Embryonic development of bicuspid aortic valves

Bicuspid aortic valve (BAV) is the most common congenital cardiac malformation, frequently associated with aortopathies and valvulopathies. The congenital origin of BAV is suspected to impact the development of the disease in the adult life. During the last decade, a number of studies dealing with the embryonic development of congenital heart disease have significantly improved our knowledge on BAV etiology. They describe the developmental defects, at the molecular, cellular and morphological levels, leading to congenital cardiac malformations, including BAV, in animal models. These models consist of a spontaneous hamster and several mouse models with different genetic manipulations in genes belonging to a variety of pathways.

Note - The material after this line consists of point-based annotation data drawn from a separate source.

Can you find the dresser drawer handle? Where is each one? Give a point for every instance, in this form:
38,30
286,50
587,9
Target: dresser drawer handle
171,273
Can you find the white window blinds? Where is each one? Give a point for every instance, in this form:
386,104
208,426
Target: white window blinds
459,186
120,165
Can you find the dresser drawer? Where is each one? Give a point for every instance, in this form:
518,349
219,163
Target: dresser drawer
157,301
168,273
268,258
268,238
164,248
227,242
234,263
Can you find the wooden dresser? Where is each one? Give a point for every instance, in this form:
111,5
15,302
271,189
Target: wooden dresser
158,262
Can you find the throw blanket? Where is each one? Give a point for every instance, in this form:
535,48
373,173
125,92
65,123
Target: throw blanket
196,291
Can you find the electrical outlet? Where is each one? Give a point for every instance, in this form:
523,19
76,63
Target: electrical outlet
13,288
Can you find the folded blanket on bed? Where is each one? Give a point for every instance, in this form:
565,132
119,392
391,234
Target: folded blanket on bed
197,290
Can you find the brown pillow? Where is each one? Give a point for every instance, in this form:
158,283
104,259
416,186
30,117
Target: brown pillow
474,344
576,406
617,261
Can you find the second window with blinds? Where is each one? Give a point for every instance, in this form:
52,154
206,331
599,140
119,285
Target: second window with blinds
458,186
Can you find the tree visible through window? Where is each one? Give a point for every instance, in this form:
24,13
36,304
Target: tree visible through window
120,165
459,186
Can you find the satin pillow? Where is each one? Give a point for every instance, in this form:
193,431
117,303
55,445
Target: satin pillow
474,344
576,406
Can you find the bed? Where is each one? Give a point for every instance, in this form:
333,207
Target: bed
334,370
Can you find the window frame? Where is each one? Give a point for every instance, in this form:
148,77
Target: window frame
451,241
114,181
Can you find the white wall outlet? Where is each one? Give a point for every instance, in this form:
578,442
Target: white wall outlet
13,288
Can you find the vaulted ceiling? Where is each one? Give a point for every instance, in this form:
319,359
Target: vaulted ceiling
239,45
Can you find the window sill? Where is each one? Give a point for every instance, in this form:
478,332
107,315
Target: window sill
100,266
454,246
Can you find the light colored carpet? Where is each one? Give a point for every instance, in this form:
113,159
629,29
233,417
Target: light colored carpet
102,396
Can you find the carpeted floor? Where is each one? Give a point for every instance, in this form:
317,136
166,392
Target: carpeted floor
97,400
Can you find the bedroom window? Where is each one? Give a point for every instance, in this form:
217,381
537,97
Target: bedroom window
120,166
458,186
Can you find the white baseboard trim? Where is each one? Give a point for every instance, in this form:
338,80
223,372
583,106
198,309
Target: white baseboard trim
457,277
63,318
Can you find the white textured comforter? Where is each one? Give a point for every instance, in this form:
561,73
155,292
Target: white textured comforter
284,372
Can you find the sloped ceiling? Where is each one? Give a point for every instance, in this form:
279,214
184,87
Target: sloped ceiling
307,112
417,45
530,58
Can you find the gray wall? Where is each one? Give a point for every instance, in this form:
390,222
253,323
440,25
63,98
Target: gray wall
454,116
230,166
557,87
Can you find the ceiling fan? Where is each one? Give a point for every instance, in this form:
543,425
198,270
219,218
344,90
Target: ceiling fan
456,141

In this review paper, we aim to gather information on the developmental defects leading to BAV formation in these animal models, in order to tentatively explain the morphogenetic origin of the spectrum of valve morphologies that characterizes human BAV. BAV may be the only defect resulting from gene manipulation in mice, but usually it appears as the less severe defect of a spectrum of malformations, most frequently affecting the cardiac outflow tract. The genes whose alterations cause BAV belong to different genetic pathways, but many of them are direct or indirectly associated with the NOTCH pathway. These molecular alterations affect three basic cellular mechanisms during heart development, i.e., endocardial-to-mesenchymal transformation, cardiac neural crest (CNC) cell behavior and valve cushion mesenchymal cell differentiation. The defective cellular functions affect three possible morphogenetic mechanisms, i.e., outflow tract endocardial cushion formation, outflow tract septation and valve cushion excavation. While endocardial cushion abnormalities usually lead to latero-lateral BAVs and septation defects to antero-posterior BAVs, alterations in cushion excavation may give rise to both BAV types. The severity of the original defect most probably determines the specific aortic valve phenotype, which includes commissural fusions and raphes. Based on current knowledge on the developmental mechanisms of the cardiac outflow tract, we propose a unified hypothesis of BAV formation, based on the inductive role of CNC cells in the three mechanisms of BAV development. Alterations of CNC cell behavior in three possible alternative key valvulogenic processes may lead to the whole spectrum of BAV.